Upcoming Events

Upcoming Events

Fall 2019 Events

Thursday, September 12, 2019, 5pm
Filled with Meaning: Why Do the Contents of Buddhist Statues Matter?
James Robson, Harvard University
370 Dwinelle Hall, UC Berkeley

Scholars have recently come to realize that religious statues throughout Asia have hidden cavities that are filled with various objects inserted during a consecration ritual.  This talk explores the hidden world of  these statues through a discussion of a large collection of (primarily) Buddhist statues from China, Korea, and Japan.  The statues discussed in this talk contain a niche carved into their back (or the base) that is filled with a variety of objects, including relics, religious manuscripts and printed texts, materia medica, desiccated insects, talismans and dharani, and a “consecration certificate” or “vow text."  The manuscripts from inside of these statues provide a valuable glimpse of local religion, ritual practice, lay devotion, and lost sūtras. These statues also raise many interpretive questions for historians of religion, including issues such as icon animation, idolatry, and iconoclasm. These statues were ubiquitous, but have had a particularly intriguing history of visibility and concealment in East Asia and in Western scholarship. This talk will raise questions about why sacred images and icons such as these have been objects of extreme devotion for some, but also presented problems for priests, politicians, missionaries, and philosophers, who for various reasons have found them distasteful, attacked their validity and power, and have tried to hide them away or destroy them. Why, even in the face of critique and destruction, have they persisted and proliferated into the present? Why are the contents of these statues important for scholars of Buddhism and East Asian Religions?

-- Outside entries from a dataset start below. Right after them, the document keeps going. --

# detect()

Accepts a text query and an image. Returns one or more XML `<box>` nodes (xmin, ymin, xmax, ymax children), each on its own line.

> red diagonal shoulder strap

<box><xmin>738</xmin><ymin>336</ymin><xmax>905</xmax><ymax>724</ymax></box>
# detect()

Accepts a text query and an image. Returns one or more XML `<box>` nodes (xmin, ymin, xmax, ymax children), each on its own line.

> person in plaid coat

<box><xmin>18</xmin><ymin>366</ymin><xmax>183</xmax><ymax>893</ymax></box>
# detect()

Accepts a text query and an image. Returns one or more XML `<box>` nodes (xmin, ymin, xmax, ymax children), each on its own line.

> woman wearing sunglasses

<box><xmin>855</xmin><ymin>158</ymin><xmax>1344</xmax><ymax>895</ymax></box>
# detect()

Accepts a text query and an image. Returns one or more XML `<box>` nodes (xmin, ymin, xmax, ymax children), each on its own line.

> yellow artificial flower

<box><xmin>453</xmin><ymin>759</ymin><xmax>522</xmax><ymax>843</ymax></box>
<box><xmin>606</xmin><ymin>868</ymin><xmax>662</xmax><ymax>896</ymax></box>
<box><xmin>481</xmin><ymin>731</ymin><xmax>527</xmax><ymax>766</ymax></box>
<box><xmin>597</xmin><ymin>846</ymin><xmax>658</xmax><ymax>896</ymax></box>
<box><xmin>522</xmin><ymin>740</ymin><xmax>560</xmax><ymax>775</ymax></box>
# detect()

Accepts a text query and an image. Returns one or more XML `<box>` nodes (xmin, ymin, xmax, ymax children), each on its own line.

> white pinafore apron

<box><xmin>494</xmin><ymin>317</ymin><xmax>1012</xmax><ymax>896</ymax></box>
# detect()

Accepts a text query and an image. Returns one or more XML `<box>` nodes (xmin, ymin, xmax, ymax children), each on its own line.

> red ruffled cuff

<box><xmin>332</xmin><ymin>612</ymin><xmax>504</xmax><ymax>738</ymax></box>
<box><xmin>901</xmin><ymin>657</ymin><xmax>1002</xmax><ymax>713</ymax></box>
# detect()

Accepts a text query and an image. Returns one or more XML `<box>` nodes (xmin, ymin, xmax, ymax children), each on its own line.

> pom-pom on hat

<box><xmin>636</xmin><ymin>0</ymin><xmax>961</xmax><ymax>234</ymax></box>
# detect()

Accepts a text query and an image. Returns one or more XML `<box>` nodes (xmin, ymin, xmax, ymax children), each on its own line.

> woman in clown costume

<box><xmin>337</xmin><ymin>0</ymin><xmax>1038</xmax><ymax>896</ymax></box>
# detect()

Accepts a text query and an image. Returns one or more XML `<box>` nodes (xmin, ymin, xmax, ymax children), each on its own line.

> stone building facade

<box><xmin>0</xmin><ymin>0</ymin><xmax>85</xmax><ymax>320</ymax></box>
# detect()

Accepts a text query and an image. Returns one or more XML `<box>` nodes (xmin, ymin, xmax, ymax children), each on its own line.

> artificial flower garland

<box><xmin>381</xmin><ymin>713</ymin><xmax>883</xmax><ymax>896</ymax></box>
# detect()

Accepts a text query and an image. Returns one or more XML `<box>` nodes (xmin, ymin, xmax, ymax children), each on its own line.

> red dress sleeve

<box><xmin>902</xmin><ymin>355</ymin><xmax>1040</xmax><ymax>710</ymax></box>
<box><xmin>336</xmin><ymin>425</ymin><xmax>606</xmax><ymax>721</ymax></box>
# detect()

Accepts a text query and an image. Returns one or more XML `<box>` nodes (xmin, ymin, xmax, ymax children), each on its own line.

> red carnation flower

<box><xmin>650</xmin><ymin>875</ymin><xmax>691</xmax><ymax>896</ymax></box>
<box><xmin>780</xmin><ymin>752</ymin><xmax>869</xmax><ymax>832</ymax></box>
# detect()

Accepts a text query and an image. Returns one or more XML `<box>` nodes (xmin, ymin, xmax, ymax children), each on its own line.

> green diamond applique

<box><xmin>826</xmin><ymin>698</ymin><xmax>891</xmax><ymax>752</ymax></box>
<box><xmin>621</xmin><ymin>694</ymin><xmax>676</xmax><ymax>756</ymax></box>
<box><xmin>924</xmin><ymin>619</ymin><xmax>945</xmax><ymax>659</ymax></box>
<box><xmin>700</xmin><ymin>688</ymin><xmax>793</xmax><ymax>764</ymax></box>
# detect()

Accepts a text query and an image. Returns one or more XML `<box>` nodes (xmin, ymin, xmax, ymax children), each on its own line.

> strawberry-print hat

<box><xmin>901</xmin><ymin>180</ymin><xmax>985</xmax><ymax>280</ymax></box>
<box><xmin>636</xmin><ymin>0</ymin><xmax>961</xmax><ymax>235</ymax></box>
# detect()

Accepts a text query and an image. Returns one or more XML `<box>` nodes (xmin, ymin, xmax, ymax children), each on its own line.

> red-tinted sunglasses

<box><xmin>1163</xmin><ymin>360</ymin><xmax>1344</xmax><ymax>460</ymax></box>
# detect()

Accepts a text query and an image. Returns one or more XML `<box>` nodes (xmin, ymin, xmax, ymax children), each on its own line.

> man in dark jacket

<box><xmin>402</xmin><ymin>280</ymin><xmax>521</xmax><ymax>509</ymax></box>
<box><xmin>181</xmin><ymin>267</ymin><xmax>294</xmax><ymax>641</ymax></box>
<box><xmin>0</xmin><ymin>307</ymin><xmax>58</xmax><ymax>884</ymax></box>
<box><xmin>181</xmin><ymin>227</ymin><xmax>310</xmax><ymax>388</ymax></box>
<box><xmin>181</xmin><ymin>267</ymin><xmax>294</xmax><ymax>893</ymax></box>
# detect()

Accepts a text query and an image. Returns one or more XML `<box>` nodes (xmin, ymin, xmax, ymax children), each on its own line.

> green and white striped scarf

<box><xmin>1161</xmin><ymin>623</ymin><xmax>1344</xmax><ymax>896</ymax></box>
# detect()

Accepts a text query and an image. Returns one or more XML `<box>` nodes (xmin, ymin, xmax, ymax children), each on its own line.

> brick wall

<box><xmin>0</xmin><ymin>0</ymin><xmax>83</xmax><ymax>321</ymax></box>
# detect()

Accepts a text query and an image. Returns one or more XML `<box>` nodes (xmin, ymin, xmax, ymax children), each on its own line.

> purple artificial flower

James Robson is James C. Kralik and Yunli Lou Professor of East Asian Languages and Civilizations and the Victor and William Fung Director of the Harvard Asia Center. He is also the Director of the Harvard Summer School in Kyoto program. He received his Ph.D. from Stanford University (2002) and previously taught at Williams College and the University of Michigan.  He specializes in the history of Chinese Buddhism and Daoism.  He is the author of the Power of Place: The Religious Landscape of the Southern Sacred Peak [Nanyue 南嶽] in Medieval China (Harvard University Press, 2009), which won the Stanislas Julien Prize awarded by the Académie des Inscriptions et Belles-Lettres in France and the Toshihide Numata Prize in Buddhist Studies. He is the editor of the Norton Anthology of World Religions: Daoism (2014).  He has also published on topics ranging from sacred geography and local religious history to talismans and the historical development of Chan/Zen Buddhism.  Some of his major articles include: “Signs of Power: Talismanic Writings in Chinese Buddhism" (History of Religions 48:2); "Faith in Museums: On the Confluence of Museums and Religious Sites in Asia"; and "A Tang Dynasty Chan Mummy [roushen] and a Modern Case of Furta Sacra? Investigating the Contested Bones of Shitou Xiqian"; “The Buddhist Image Inside-Out: The Placing of Objects Inside Statues in East Asia,”  “The Archive Inside: Manuscripts Found Within Chinese Religious Statues,” “Hidden in Plain View: Concealed Contents, Secluded Statues, and Revealed Religion,” and “Brushes With Some ‘Dirty Truths’: Handwritten Manuscripts and Religion in China.” During the 2012-2013 academic year he was a fellow at the Center for Advanced Study in the Behavioral Sciences at Stanford University. He is engaged in a long-term collaborative research project with the École Française d’Extrême-Orient studying local religious statuary from Hunan province and a long-term project on the history of the confluence of Buddhist monasteries and mental hospitals in Japan. He is currently completing a monograph on the Daodejing for the Princeton University Press, Lives of Great Religious Books Series entitled The Daodejing: A Biography.

Friday, September 20, 2019, 10 am - 7 pm
Buddhist Philosophy: The State of the Field
2019 Numata Conference
Toll Room, Alumni House, UC Berkeley

2019 Numata Conference to honor the Bukkyo Dendo Kyokai's invaluable contributions to the field of Buddhist Studies, as well as to reflect upon issues in the study of Buddhist philosophy.

Participants include Daniel A. Arnold (The University of Chicago Divinity School), Jay Garfield (Smith College), Chen-kuo Lin (National Chenchi University), Jonathan Gold (Princeton), Catherine Prueitt (George Mason University), Jan Westerhoff (University of Oxford), Parimal Patil (Harvard) and Robert Sharf (UC Berkeley).